According to the neighbours, Neeraj took the step as there was no other way out to save the lives of his cousins — Mamta Gupta, 40 and Nirja Gupta, 29 — who had confined themselves to self-created isolation for over six years.

Neeraj had come over to the house to meet his cousins on Friday evening when he found them in a critical condition and decided to shift them to a hospital, the neighbours said.http://www.hindustantimes.com/Images/Popup/2012/6/17-06-pg2b.jpg

Though not a new experience, the middle-class residents of B-6 locality at Rohini sector 8 in outer Delhi were shocked on Saturday when a team of centralised accident and trauma services (CATS) took out the duo sisters in pathetic health condition.

“We were inside our house and there was complete silence outside until we heard some commotion at 11am. We came out and saw Mamta being taken inside a CATS ambulance. The foul smell coming out of the house so harsh that it was difficult for us to stand there,” said Roopwati, the victims’ neighbour, adding that younger sister Nirja was taken to the hospital in another ambulance at 1pm.

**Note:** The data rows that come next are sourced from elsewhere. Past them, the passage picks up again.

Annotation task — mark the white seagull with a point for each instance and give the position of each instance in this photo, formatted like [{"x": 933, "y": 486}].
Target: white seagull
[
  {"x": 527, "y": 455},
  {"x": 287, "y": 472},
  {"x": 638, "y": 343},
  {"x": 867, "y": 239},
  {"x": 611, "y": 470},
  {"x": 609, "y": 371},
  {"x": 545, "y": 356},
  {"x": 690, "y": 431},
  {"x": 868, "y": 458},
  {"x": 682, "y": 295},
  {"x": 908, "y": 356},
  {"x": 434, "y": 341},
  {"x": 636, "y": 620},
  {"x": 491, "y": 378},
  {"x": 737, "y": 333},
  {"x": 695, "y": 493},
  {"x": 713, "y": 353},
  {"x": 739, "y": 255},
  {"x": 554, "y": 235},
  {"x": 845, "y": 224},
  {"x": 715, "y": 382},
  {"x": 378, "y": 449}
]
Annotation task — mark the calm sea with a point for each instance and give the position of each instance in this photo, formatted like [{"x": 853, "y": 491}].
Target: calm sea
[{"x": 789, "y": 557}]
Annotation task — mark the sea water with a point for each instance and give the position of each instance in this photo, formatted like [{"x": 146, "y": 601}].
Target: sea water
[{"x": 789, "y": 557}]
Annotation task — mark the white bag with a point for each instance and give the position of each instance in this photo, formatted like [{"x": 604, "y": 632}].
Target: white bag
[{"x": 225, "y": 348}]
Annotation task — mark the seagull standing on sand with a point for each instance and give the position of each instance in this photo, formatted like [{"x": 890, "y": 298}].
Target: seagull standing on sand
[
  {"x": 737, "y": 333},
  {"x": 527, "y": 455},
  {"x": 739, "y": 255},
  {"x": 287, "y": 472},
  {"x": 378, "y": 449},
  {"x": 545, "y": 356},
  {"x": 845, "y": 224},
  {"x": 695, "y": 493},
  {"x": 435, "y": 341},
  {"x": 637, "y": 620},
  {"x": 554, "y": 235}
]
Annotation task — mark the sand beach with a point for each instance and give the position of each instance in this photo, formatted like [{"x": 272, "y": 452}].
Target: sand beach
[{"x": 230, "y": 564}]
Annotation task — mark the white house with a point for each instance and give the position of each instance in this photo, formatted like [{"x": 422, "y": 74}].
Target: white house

The sisters, who were living with their 70-year-old mother and Mamta’s son Shubham, were admitted to the ICU of the hospital from where Nirja was later shifted to a ward as her condition was comparatively better than that of Mamta, said doctors at the hospital.

“The sisters are suffering from flexion deformity and are severely malnourished. The body weight has come down so much that their bodies look like skeletons. They do not have enough blood inside their bodies and their bones have become extremely fragile. They have lost a lot of muscle mass as well,” said a doctor at the hospital.

According to Amreshwar Narayan, chief casualty medical officer (CMO) of the hospital, elder sister Mamta is in a serious state as she also has multiple wounds on her body.

"Her limbs are not working and she has bed sores not only on her back but also on her feet. We also found maggots on her body when she was brought to the hospital," said Narayan, adding that it was clear that the sisters had not eaten anything since a very long time.